これが間違いだったという事にも気づかずに・・・
美希
「〜♪〜♪〜♪」
美希はご機嫌で歩いていた。
美希
「ハヤ太君との1日デート、楽しかったなぁ・・・ヒナや泉には悪いけど、私もハヤ太君の事が好きになっちゃった・・・私もハヤ太君争奪戦に参加させてもらうわよ♪ウフフ♪」
鼻歌を歌いながら美希が歩いていると、突然路地裏から車が飛び出して来た。
美希
「キャッ!!」
美希は間一髪で避けた。
美希
「ちょっと!危ないじゃないの!!」
そう言って運転手に文句を言おうとした美希がふと後部座席の方をのぞくと、そこには縛られている中学生くらいの女の子の姿があった。
美希
「あ、あ・・・」
美希が警察に連絡しようとして走り出そうとした、その時だった。
後ろからハンカチで口を塞がれたのは。
美希
「うっ!!」
美希はジタバタともがいたが、美希を羽交い締めにしたのは男のようで、全く身動きが取れなかった。

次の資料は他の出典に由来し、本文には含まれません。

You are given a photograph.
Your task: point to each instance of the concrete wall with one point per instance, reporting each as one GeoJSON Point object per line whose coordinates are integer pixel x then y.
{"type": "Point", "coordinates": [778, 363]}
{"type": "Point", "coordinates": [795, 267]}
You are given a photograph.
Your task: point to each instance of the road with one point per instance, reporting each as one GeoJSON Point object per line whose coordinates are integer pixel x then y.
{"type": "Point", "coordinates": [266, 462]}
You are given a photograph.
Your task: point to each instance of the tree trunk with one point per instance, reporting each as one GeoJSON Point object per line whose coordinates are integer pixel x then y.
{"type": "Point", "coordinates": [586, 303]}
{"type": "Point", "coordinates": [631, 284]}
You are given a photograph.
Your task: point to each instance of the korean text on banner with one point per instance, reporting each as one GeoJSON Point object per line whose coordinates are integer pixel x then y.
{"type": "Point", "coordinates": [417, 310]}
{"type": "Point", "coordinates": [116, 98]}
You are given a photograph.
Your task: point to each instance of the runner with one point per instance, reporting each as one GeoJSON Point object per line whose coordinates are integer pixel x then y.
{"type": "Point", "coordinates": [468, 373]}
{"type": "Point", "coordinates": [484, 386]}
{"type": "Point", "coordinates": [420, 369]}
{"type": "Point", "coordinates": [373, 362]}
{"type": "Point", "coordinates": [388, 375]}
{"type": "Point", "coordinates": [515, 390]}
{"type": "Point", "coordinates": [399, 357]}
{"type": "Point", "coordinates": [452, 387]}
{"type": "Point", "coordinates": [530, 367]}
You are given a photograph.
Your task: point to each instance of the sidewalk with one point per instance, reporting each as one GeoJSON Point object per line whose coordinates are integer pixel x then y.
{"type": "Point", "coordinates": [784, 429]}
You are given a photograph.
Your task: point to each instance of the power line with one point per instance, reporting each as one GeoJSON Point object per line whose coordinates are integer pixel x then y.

そうこうしている内に、美希の目はトロンとなっていく。
美希
「うっ、うぅっ・・・(こ、この匂いは・・・ク、クロロホルム・・・ハ、ハヤ太君・・・た、助け・・・て・・・)」
美希はグッタリと気を失った。
美希を襲った男は美希が気絶した事を確認すると、美希を車の後部座席に放り込んだ。